Another way to read this book is genuine curiosity regarding the visual system. This is the system the authors have worked on during their active careers and this is what they have thought long and deeply about. Sitting through anatomy classes was never my favorite exercise, but following the authors on their tour de force from the retina through the LGN to V1 and higher areas is simply fun. If all neural pathways would be explained with this level of dedication, wit, and genuine and deep understanding of the phenomena, university would be a different place.
This is a book I would recommend to everyone interested in the bigger picture of neuroscience. Great read!
A textbook about neuroscience that does it right - teaching you structures to see the world, making choice use of the neural facts, rather than being inundated by them.
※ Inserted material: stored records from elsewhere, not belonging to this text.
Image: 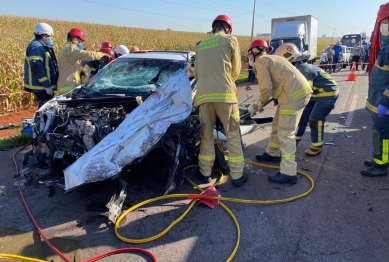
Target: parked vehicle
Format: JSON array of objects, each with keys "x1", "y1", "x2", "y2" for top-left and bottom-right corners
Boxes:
[
  {"x1": 270, "y1": 15, "x2": 319, "y2": 63},
  {"x1": 319, "y1": 45, "x2": 351, "y2": 71}
]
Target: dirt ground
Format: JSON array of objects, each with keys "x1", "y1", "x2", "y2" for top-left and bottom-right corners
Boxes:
[{"x1": 0, "y1": 107, "x2": 37, "y2": 139}]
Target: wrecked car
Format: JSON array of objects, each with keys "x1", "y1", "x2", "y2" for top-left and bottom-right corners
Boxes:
[{"x1": 20, "y1": 51, "x2": 272, "y2": 222}]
I work on very similar areas to this book and read it to help me write the intro to my Thesis. I thought it was epic, super interesting, and I learnt a lot, especially about retinal coding where the authors are clearly experts. There were times when it was a little loose, it definitely feels like a view of the brain that is waiting to be padded out (as is correct). But overall this was definitely not a problem.
These kinds of ideas are the high-level structuring lessons that I will keep with more for understanding the brain.
My ratings of books on Goodreads are solely a crude ranking of their utility to me, and not an evaluation of literary merit, entertainment value, social importance, humor, insightfulness, scientific accuracy, creative vigor, suspensefulness of plot, depth of characters, vitality of theme, excitement of climax, satisfaction of ending, or any other combination of dimensions of value which we are expected to boil down through some fabulous alchemy into a single digit.
Does what it claims to do very well. This is a way of thinking i have always preferred but it has done the work of backing up the logic with data. Reading it filled in many gaps in my knowledge that limited this perspective for me; now that those gaps are filled, these fundamentals of thinking about neuroscience will become more powerful for me.
Very technical. Read the broad overview of the brain, but checked out once it went deep into how the eyes work. I would enjoy a more lay-oriented version of this book.